A Coisa-Pai observou-a sair e então aconteceu uma coisa terrível.
Charles ofegou e até Peretti resmungou em voz baixa.

— Olhe! O que...

— Deus... — deixou escapar Peretti com olhos arregalados.

Assim que a senhora Walton se foi, a Coisa-Pai caiu na cadeira, imóvel, com a boca aberta e os olhos vazios.

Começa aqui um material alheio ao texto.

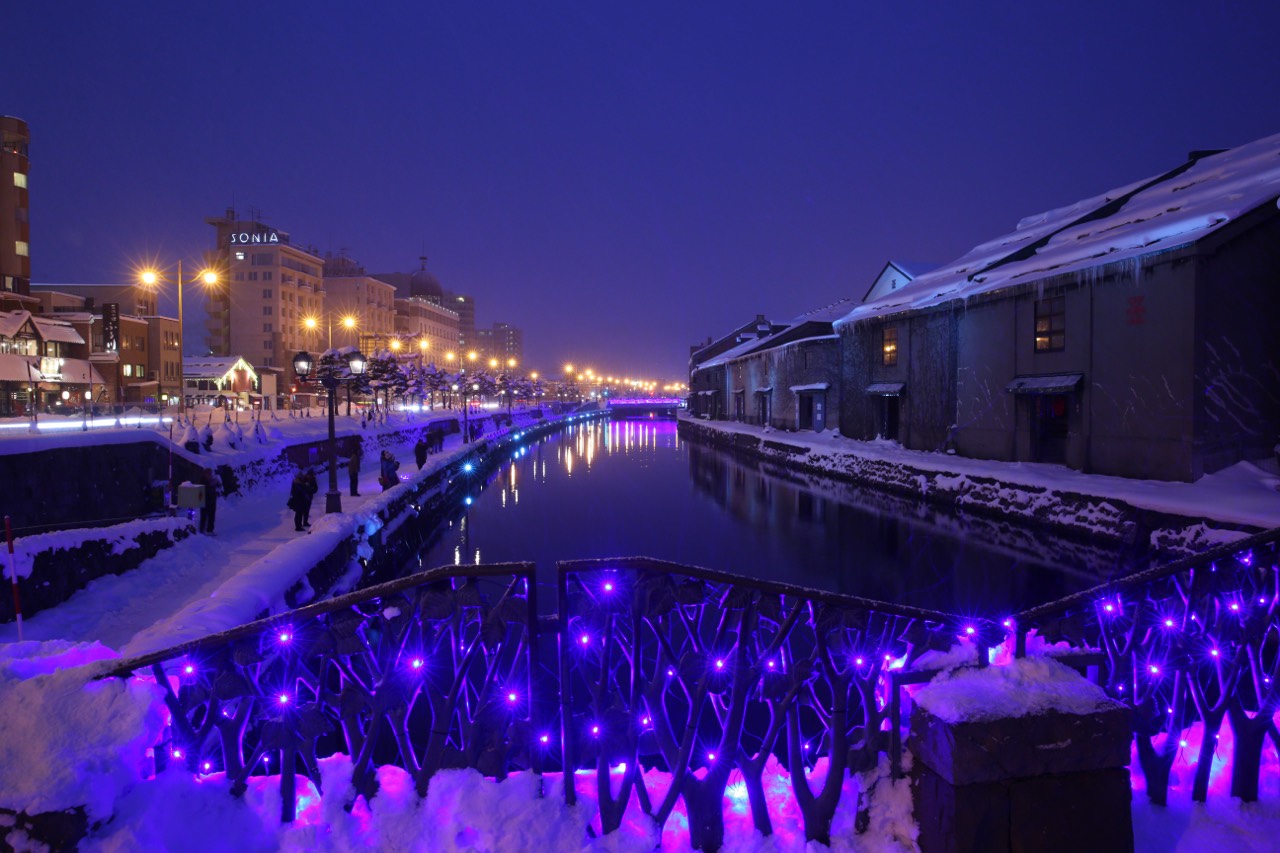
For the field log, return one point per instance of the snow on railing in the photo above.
(429, 671)
(1185, 646)
(709, 675)
(699, 673)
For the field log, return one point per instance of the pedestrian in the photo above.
(210, 510)
(312, 487)
(353, 468)
(301, 492)
(389, 465)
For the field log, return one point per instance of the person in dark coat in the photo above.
(210, 509)
(389, 465)
(353, 469)
(301, 492)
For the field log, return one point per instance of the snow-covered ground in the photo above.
(65, 742)
(1243, 493)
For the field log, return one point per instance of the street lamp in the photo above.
(329, 377)
(151, 278)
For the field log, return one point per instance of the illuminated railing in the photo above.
(704, 674)
(1185, 647)
(428, 673)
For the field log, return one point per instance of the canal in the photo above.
(636, 488)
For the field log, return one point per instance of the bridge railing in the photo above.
(428, 673)
(1185, 646)
(707, 674)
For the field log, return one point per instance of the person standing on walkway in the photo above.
(210, 510)
(353, 468)
(389, 465)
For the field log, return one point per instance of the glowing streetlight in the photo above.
(152, 278)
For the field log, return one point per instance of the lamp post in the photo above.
(329, 378)
(151, 278)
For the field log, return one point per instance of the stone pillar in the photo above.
(1045, 781)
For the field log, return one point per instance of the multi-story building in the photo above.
(368, 302)
(138, 355)
(502, 342)
(270, 288)
(14, 224)
(419, 319)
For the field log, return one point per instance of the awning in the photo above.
(81, 372)
(14, 368)
(1057, 383)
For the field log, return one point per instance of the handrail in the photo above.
(126, 666)
(1147, 576)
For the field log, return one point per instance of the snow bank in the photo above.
(67, 740)
(1020, 688)
(118, 537)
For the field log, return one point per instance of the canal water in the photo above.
(612, 488)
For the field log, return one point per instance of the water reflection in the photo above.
(631, 487)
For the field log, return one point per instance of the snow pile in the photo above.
(1024, 687)
(67, 740)
(465, 811)
(119, 537)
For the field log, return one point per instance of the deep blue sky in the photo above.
(620, 179)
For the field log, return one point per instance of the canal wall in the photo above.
(1072, 514)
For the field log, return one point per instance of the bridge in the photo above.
(644, 406)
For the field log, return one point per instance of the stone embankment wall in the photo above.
(1084, 516)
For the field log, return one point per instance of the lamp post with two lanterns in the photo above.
(330, 377)
(208, 277)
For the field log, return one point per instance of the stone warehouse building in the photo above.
(1130, 333)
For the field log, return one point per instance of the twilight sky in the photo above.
(618, 179)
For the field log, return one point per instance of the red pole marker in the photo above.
(13, 575)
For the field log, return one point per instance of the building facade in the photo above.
(14, 215)
(1129, 333)
(419, 319)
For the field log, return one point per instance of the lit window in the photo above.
(888, 345)
(1051, 324)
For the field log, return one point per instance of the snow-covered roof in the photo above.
(56, 331)
(12, 322)
(1173, 209)
(211, 368)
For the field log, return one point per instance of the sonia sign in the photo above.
(246, 237)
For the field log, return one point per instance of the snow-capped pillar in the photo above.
(1029, 756)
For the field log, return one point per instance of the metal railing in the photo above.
(429, 671)
(1185, 646)
(703, 673)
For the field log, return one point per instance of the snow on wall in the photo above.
(119, 537)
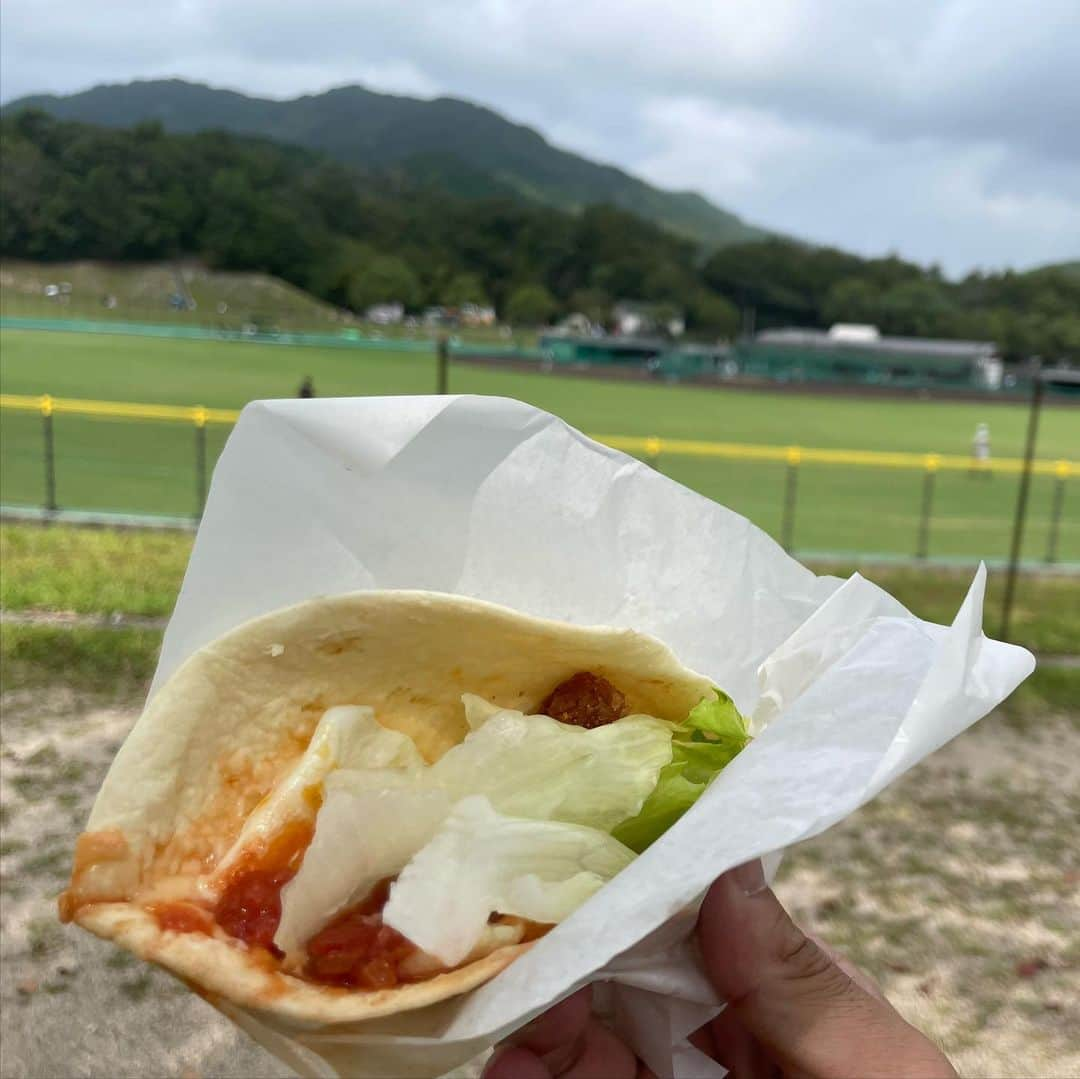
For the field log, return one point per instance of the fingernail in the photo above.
(750, 877)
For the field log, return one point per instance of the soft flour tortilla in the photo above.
(232, 719)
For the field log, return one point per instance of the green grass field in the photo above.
(107, 572)
(108, 464)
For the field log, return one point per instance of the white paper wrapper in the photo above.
(491, 498)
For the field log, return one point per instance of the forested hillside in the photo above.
(356, 237)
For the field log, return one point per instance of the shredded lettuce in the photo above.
(538, 767)
(702, 745)
(347, 737)
(482, 861)
(370, 823)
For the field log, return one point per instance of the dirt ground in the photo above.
(958, 889)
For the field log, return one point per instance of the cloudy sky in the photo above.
(945, 130)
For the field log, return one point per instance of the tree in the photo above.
(852, 299)
(916, 309)
(530, 306)
(382, 279)
(594, 304)
(464, 288)
(713, 314)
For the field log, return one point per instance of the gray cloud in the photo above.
(941, 129)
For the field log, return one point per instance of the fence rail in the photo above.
(651, 446)
(653, 449)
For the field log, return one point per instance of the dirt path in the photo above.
(958, 889)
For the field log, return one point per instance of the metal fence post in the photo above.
(791, 494)
(1061, 474)
(1025, 482)
(199, 415)
(922, 547)
(46, 429)
(443, 349)
(652, 447)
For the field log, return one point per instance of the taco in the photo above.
(366, 804)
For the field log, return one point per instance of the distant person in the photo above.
(981, 450)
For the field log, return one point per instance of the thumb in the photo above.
(810, 1015)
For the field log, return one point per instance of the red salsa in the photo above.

Sua cabeça caiu para frente, como uma boneca de pano.
Peretti se afastou da janela.

— É isso — ele sussurrou.

— O que? — Charles ficou chocado e perplexo. — Parece que alguém o desligou.

— Exatamente — Peretti assentiu devagar, sombrio e abalado. — Ele é controlado de fora.

O horror tomou conta de Charles.

— Você quer dizer, algo fora do nosso mundo?

Peretti balançou a cabeça com desgosto.

— Fora de casa! No quintal. Tem ideia de como podemos achar esta coisa?

— Não, mas eu conheço alguém que é bom em encontrar coisas. Bobby Daniels.

— O negrinho? Ele é bom?

— O melhor.

— Tudo bem. Vamos buscá-lo. Temos que encontrar o que quer que esteja lá fora.


— Deve estar perto da garagem — Peretti disse ao pequeno menino negro e de rosto fino que se agachava ao lado deles na escuridão. — Quando ele atacou o pai de Charlie ele estava na garagem. Então, vamos olhar por lá.

— Na garagem? — Perguntou Daniels.

— Perto dela. Walton já olhou lá dentro. Olhe ao redor.

Havia uma pequena cama de flores crescendo junto da garagem e um grande emaranhado de bambu e lixo entre a garagem e a parte de trás da casa.
A lua havia surgido derramando uma luz gelada sobre tudo, filtrada pelas nuvens.

— Se demorar — Daniels disse — terei que voltar pra casa. Não posso ficar acordado até muito tarde.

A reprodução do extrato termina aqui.